Job  = [aaaaaaaaaaaaaaaaaaaaaaaaaaaaaaaaaaaaaaaaaaaaaaaaaaaaaaaaaaaaaaaaaaaaaaaaaa/dummy.gz -> aaaaaaaaaaaaaaaaaaaaaaaaaaaaaaaaaaaaaaaaaaaaaaaaaaaaaaaaaaaaaaaaaaaaaaaaaa/dummy_out.gz]

Whereas:

@transform("aaaaaaaaaaaaaaaaaaaaaaaaaaaaaaaaaaaaaaaaaaaaaaaaaaaaaaaaaaaaaaaaaaaaaaaaaa/dummyfile.gz",
           regex("(.+)/(.+).gz"),
           r"\1/\2_out.gz")
def longTask(infile, outfile):
    pass

results in:

'              [aaaaaaaaaaaaaaaaaaaaaaaaaaaaaaaaaaaaaaaaaaaaaaaaaaaaaaaaaaaaaaaaaaaaaaaaaa/dummyfile               .gz             ->               aaaaaaaaaaaaaaaaaaaaaaaaaaaaaaaaaaaaaaaaaaaaaaaaaaaaaaaaaaaaaaaaaaaaaaaaaa/dummyfile_               out.gz]'

causing the following error:

Traceback (most recent call last):
  File "/ifs/devel/projects/proj025/pipeline_p25.py", line 1753, in <module>
    sys.exit( P.main(sys.argv) )
  File "/ifs/devel/jethro/CGATPipelines/CGATPipelines/Pipeline.py", line 2468, in main
    exchange=options.rabbitmq_exchange)
  File "/ifs/devel/jethro/CGATPipelines/CGATPipelines/Pipeline.py", line 2115, in __init__
    for task_name, task_status, jobs in split_by_task(ruffus_text):
  File "/ifs/devel/jethro/CGATPipelines/CGATPipelines/Pipeline.py", line 2098, in split_by_task
    yield task_name, task_status, list(split_by_job(block))
  File "/ifs/devel/jethro/CGATPipelines/CGATPipelines/Pipeline.py", line 2073, in split_by_job
    raise AttributeError("could not parse '%s'" % line)

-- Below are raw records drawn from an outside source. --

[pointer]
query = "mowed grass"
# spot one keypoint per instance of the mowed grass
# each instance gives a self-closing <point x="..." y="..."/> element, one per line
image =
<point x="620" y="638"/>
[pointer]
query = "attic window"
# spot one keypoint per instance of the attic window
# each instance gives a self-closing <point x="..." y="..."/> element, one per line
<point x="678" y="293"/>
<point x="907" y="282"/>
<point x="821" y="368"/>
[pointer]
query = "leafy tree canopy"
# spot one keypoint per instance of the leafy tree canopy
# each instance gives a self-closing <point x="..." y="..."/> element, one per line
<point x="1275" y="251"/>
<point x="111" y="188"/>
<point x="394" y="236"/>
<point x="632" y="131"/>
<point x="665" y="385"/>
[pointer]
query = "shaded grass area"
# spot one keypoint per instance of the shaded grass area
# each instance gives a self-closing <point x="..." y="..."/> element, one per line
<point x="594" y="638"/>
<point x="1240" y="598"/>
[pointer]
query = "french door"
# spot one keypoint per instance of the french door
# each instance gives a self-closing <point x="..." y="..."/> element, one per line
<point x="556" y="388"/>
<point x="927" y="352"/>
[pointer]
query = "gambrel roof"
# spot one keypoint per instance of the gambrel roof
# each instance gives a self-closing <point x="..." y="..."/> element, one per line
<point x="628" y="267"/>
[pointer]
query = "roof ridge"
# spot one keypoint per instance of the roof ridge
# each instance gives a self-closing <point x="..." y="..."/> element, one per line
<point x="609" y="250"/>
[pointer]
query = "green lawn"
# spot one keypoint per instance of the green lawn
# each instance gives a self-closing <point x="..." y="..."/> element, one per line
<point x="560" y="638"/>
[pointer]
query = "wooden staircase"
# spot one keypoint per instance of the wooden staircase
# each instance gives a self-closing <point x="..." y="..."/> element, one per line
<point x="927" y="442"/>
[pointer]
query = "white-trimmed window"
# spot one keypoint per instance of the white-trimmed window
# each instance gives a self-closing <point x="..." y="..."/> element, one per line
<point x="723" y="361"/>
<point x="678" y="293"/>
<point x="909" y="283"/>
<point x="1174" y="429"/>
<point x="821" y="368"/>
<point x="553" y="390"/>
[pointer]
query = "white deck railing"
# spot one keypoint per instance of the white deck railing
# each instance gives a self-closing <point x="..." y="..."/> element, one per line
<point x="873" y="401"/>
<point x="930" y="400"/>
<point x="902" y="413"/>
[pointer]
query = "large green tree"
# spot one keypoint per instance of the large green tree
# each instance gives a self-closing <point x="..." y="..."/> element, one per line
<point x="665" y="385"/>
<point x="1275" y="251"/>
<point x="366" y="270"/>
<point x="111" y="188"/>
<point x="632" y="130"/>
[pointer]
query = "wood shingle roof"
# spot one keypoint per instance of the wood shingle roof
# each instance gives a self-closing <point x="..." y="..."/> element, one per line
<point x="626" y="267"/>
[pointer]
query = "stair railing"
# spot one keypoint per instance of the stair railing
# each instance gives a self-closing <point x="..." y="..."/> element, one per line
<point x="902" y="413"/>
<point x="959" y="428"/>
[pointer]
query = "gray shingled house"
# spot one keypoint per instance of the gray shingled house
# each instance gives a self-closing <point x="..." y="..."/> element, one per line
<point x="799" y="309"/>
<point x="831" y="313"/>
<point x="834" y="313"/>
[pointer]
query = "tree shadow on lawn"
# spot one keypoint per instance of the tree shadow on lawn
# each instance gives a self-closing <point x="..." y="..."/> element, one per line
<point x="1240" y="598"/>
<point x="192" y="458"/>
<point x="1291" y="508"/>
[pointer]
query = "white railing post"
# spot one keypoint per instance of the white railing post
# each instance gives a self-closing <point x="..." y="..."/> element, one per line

This issue can be fixed by prepending the regex in split_by_job() with \s*. However, I don't know if it's part of a wider problem

AndreasHeger commented 9 years ago

Thanks Jethro, that should be the only instance where this is a problem.

I will create a fix and pull request.

AndreasHeger commented 9 years ago

Please see #34, does it work?

jethrojohnson commented 9 years ago

Thanks Andreas - the above example (longTask) works fine on branch AH-FixForIssue33.

AndreasHeger commented 9 years ago

Thanks, closed!